European Diplomacy in the 21st Century
Full course description
This course addresses Europe as a whole to include both the level of national and EU-based diplomacy. In comparison to EUS2011, which is an introduction to the institutional set up and actorness of the EU as Foreign and Security Policy player in the world, this course goes a step further to study the transformation of European diplomacy in 21st century and its application to resolve contemporary security challenges. While the case studies in EUS2011 focus on either how a particular mechanism operates (the COREU network) or on EU foreign policy action in a single policy domain (e.g. trade, defence), the course EUS3022 focuses on contemporary challenges cutting across policy domains and the embedding of EU diplomacy in global politics. In this way EUS3022 offers deeper conceptualization and application of diplomatic tools to reslove contemporary challenges. The course builds on four guiding questions:
What is diplomacy: how has diplomacy been traditionally defined and understood in the past, and how does this differ from the leading ideas of today? What conceptual frameworks can we apply to understand the new practices of diplomacy in a changing world characterized by technological change (digitalization, social media) and the increasing role of non-state actors (civil society, TNCs, expert bodies)?
Who are the actors in European diplomacy: What types of actors are engaged in practicing diplomacy in Europe today?
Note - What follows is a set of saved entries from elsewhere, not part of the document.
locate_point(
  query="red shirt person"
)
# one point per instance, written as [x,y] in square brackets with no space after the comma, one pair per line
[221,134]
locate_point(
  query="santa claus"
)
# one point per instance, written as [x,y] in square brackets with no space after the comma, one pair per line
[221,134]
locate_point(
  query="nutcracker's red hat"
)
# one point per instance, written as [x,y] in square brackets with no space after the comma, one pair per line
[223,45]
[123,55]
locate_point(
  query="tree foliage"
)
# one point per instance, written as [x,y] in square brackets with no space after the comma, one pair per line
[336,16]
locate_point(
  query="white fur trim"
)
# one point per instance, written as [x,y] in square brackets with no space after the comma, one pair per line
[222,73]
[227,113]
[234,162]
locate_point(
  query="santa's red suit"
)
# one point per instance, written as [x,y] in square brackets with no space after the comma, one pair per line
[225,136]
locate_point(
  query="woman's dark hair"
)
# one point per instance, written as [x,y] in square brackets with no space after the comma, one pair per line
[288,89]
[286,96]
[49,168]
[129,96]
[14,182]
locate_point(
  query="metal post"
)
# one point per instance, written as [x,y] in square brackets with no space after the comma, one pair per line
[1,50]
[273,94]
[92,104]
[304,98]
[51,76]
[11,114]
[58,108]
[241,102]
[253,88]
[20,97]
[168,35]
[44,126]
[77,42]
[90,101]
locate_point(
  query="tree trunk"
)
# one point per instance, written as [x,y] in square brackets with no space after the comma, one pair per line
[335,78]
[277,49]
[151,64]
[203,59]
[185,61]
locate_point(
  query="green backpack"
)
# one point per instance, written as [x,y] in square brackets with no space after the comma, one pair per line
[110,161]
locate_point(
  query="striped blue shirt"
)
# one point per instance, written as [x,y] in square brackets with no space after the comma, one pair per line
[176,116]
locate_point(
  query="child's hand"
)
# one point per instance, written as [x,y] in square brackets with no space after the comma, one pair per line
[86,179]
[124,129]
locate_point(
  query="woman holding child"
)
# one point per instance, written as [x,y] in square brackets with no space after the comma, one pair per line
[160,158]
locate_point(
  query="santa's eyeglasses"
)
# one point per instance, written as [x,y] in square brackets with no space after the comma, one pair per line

How do different conceptual lenses allow us to identify different sets of actors on different levels?
How does European diplomacy work today – what are the instruments of ‘the craft’ in current European affairs, and through which mechanisms do they work? A basic distinction can be made here between coercive tools such as sanctions and conditionalities, and softer measures such as public diplomacy and policy dialogues. The use and effectiveness of these instruments is likely to change in line with development disused under point 1 above.
How is European diplomacy applied today - Case studies: a number of issue areas are conceivable, the focus of which could change over future editions of the course. Examples are migration; energy security; cyber security and hybrid threats; social media and the digitalization of society; environmental degradation and climate emergency; trade disputes; terrorism; democratic backsliding in Europe, etc. Each year, three to four topics should be covered.
After learning about concepts, actors, and instruments, students will analyse specific case studies that bring together these elements and allow the practical application of knowledge. In doing so, students apply and deepen the knowledge acquired in the previous courses on International Relations (EUS1015) and on institutions and decision-making in EU foreign policy (EUS2011).